Vor ihm hatten alle Angst, selbst die Streber. Unser Englischlehrer in der achten Klasse war ein Zyniker und Choleriker. Stellte er eine Frage, schauten alle nach unten. Bloß nicht auffallen, bloß nicht drankommen! Wer aufgerufen wurde, musste mit allem rechnen: mit Wutausbrüchen und Beleidigungen. An schlechten Tagen schmiss er mit seinem Schlüssel. Hätte er bloß einen anderen Beruf gewählt, habe ich mir oft gewünscht - ihm und uns wäre einiges erspart geblieben.

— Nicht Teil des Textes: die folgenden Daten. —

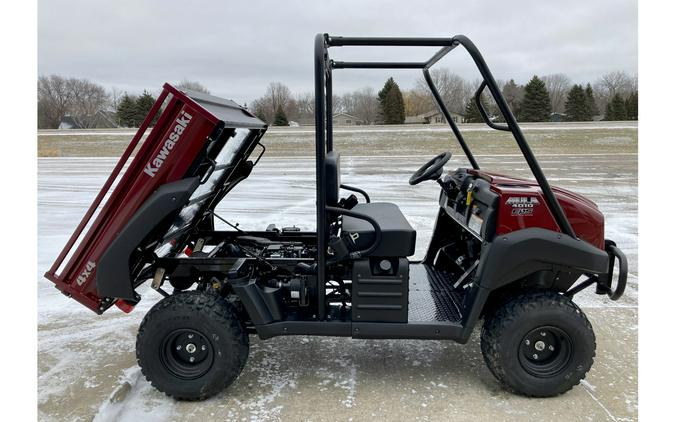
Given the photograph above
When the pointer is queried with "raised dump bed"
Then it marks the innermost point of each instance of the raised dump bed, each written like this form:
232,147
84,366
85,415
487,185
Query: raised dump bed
196,149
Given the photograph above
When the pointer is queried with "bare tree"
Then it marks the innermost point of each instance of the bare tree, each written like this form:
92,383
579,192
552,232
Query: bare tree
54,100
454,90
557,85
366,105
277,95
193,86
115,97
617,82
88,100
612,83
305,104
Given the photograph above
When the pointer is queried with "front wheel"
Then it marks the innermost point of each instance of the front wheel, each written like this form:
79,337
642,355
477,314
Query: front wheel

Manche Lehrer taugen einfach nicht für den Schulalltag. Das zeigt sich schon in der Ausbildung. Über die Hälfte der Lehramtsstudenten bringt nur geringe Motivation für Studium und Beruf mit, hat eine Studie der Universität Potsdam ergeben. Sie entscheiden sich für ein Fach wie Mathematik oder Geschichte und weniger für den pädagogischen Beruf. Einem Drittel der Studenten, so die Studie, fehlen außerdem wichtige Voraussetzungen für den Job: Selbstvertrauen, Stressresistenz, Überzeugungskraft. Später, vor der Klasse, sind sie meist aufgeschmissen. Sie überfordern sich und frustrieren ihre Schüler. Die Schule wird zur Qual - für alle Beteiligten.
Immerhin gibt es erste Ansätze, im Vorfeld etwas dagegen zu tun. So startet zum Wintersemester an der Hamburger Universität ein Modellprojekt: Schon Studienanfänger sollen prüfen, ob sie wirklich Lehrer werden können und wollen. Der Test "Fit für den Lehrerberuf?!" ist freiwillig. Anhand von 21 Fragen sollen die Studenten sich selbst einschätzen - und zusätzlich von einer Freundin oder einem Freund beurteilen lassen. Aussagen wie "Jüngere nerven mich schnell" oder "Bei großem Druck gerate ich leicht in Panik" sind zwar durchschaubar, regen aber zum Nachdenken an. Und genau das ist das Ziel des Tests. Wer sich unsicher fühlt oder schlecht abgeschnitten hat, kann in einer zweiten Runde den Praxistest machen. In einem Assessment- Center stehen die Studienanfänger vor Situationen, die sie in der Schule jeden Tag meistern müssten: mit aufsässigen Schülern reden, der Klasse eine Aufgabe erklären, erboste Eltern beschwichtigen. Danach bekommen sie den Rat: aufhören oder weitermachen.